For Cipher to access the label output directory on the EBS server, public and private SSH keys need to be created on the Cipher application server and the EBS OS service user account.
First, we will generate the public and private SSH keys on the Cipher server.
- Log into the Cipher application server as the cipher user.
- Execute the following command to create a public and private SSH key. Just use the default options.
-
ssh-keygen -t rsa

-
- This will create the following files under the ~/.ssh directory.

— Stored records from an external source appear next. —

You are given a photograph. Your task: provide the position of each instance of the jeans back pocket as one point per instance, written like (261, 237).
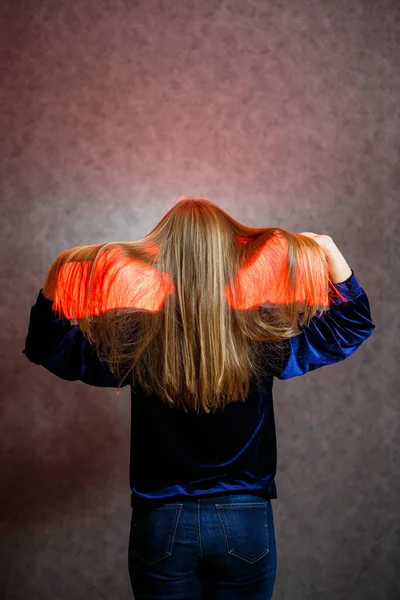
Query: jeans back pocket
(245, 527)
(153, 532)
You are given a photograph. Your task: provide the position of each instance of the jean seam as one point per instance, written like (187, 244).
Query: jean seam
(225, 529)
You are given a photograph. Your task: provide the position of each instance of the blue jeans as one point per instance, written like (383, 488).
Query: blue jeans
(220, 548)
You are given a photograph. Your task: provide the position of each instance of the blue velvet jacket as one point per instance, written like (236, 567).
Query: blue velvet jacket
(177, 455)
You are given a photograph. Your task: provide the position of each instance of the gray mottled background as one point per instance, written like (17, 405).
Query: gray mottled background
(285, 114)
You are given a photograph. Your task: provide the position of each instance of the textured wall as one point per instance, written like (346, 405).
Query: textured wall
(285, 114)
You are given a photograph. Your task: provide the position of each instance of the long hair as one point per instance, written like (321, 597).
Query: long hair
(196, 308)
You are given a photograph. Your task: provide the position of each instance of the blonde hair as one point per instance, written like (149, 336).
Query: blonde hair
(197, 307)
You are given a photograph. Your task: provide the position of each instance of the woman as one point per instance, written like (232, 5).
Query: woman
(198, 317)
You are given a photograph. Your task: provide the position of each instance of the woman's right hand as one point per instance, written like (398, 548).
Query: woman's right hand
(324, 240)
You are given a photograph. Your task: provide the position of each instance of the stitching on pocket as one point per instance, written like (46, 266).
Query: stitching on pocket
(223, 513)
(150, 560)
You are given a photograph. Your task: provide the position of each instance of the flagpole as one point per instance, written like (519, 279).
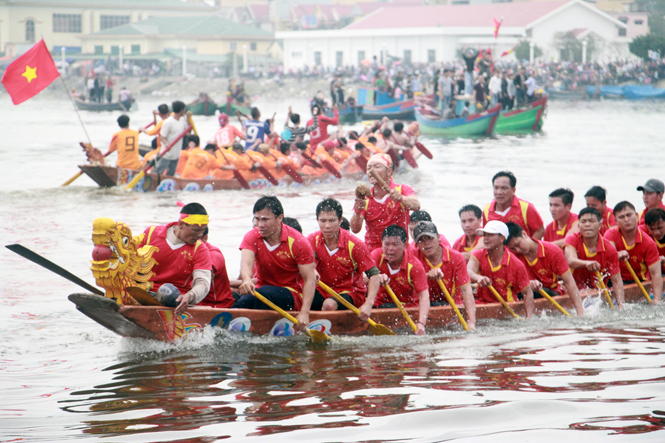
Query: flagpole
(75, 109)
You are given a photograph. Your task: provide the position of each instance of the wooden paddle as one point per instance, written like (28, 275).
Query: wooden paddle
(639, 283)
(603, 288)
(401, 308)
(41, 261)
(313, 334)
(374, 328)
(236, 173)
(452, 304)
(424, 150)
(145, 169)
(503, 302)
(557, 305)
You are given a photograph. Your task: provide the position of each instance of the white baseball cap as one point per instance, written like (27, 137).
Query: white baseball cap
(493, 227)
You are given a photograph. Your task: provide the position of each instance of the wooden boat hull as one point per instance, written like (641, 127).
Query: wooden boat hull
(202, 106)
(476, 125)
(348, 115)
(109, 176)
(159, 323)
(521, 120)
(100, 107)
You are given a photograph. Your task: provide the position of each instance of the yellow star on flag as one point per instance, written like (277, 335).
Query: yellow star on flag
(30, 73)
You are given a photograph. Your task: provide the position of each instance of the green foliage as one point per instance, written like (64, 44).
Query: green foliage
(570, 46)
(641, 45)
(522, 51)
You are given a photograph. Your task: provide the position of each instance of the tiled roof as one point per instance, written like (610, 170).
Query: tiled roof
(481, 15)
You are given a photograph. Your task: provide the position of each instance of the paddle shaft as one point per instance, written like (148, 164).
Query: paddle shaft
(341, 299)
(503, 302)
(452, 304)
(639, 283)
(401, 308)
(41, 261)
(603, 288)
(145, 169)
(557, 305)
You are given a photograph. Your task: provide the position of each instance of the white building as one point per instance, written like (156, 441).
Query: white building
(422, 34)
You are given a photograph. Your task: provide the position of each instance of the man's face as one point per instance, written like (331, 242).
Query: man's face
(493, 241)
(190, 233)
(427, 245)
(328, 223)
(558, 210)
(651, 199)
(503, 192)
(626, 219)
(470, 223)
(593, 202)
(519, 245)
(267, 223)
(657, 229)
(381, 170)
(393, 248)
(589, 226)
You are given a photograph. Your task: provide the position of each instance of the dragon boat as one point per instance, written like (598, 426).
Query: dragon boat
(110, 176)
(129, 266)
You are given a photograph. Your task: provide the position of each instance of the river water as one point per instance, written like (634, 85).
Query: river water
(65, 378)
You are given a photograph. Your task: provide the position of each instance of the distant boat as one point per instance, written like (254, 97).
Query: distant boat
(475, 125)
(529, 118)
(99, 107)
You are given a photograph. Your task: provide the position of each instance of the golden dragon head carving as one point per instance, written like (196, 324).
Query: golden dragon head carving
(118, 262)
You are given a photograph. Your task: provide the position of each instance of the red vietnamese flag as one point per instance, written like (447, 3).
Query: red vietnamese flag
(29, 74)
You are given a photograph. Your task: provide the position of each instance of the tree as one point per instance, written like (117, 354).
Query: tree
(640, 46)
(522, 51)
(570, 46)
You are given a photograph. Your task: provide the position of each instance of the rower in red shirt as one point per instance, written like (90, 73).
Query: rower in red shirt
(284, 260)
(655, 221)
(471, 218)
(652, 196)
(220, 295)
(404, 273)
(415, 218)
(495, 265)
(441, 262)
(596, 198)
(183, 269)
(383, 208)
(320, 134)
(564, 221)
(588, 252)
(341, 260)
(545, 263)
(507, 207)
(635, 249)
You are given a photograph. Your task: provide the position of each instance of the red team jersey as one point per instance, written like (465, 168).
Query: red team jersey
(343, 270)
(521, 212)
(175, 266)
(279, 267)
(605, 254)
(220, 295)
(460, 244)
(549, 265)
(642, 254)
(455, 275)
(406, 284)
(552, 232)
(509, 278)
(378, 216)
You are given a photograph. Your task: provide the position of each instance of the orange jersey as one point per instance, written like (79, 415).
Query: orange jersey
(126, 142)
(226, 136)
(199, 163)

- Create a copy of the id_rsa.pub as cipher.pub.
-
cp ~/.ssh/id_rsa.pub ~/.ssh/cipher.pub

-
- Copy the cipher.pub file to the ~/.ssh directory on the EBS server where the OS service user account was created. In our example this is the /home/cipher/.ssh directory on our EBS database server. If the .ssh directory doesn’t exist, create the directory first.
Once you are done with the public and private key setup on the Cipher application server, log into the EBS server hosting the label output directory with the OS service user account created under the “Setup EBS OS Service User Account”.
- Log in as the new OS service user account. In our example this is the cipher user.
- Execute the following command to create a public and private SSH key. Just use the default options.
-
ssh-keygen -t rsa

-
- This will create the following files under the ~/.ssh directory:

- Change the permissions on the ~/.ssh directory of the OS service user account user to 700.
-
chmod 700 ~/.ssh

-
- Copy the cipher.pub file created on the Cipher application server to the ~/.ssh directory of the OS service user account.

- Rename the cipher.pub to authorized_keys under the ~/.ssh directory.
-
mv ~/.ssh/cipher.pub ~/.ssh/authorized_keys

-
- Change the permissions on the ~/.ssh/authorized_keys to 640.
-
chmod 640 ~/.ssh/authorized_keys

-
Now that the public and private keys have been setup, test connecting the EBS OS service user account from the Cipher application server. You should be able to SSH as this user without being prompted for a password. If you still get prompted for a password, double check the file and directory permissions above. If that still doesn’t work consult your Linux distributions SSH documentation for setting up SSH without a password.
- Log into the Cipher server with the cipher user via SSH.
- Execute the following command to test your SSH access to the EBS server.
- Make sure you type “yes” if the message “The authenticity of host can’t be established” message appears.
-
ssh <SERVICE_ACCOUNT>@<EBS_HOST>
- SERVICE_ACCOUNT: The EBS OS user service account.
- EBS_HOST: The host of the EBS server.
- e.g.
ssh cipher@132.145.205.111

- If successful, you will not be prompted for a password and will immediately log in as the OS service user account on the EBS server.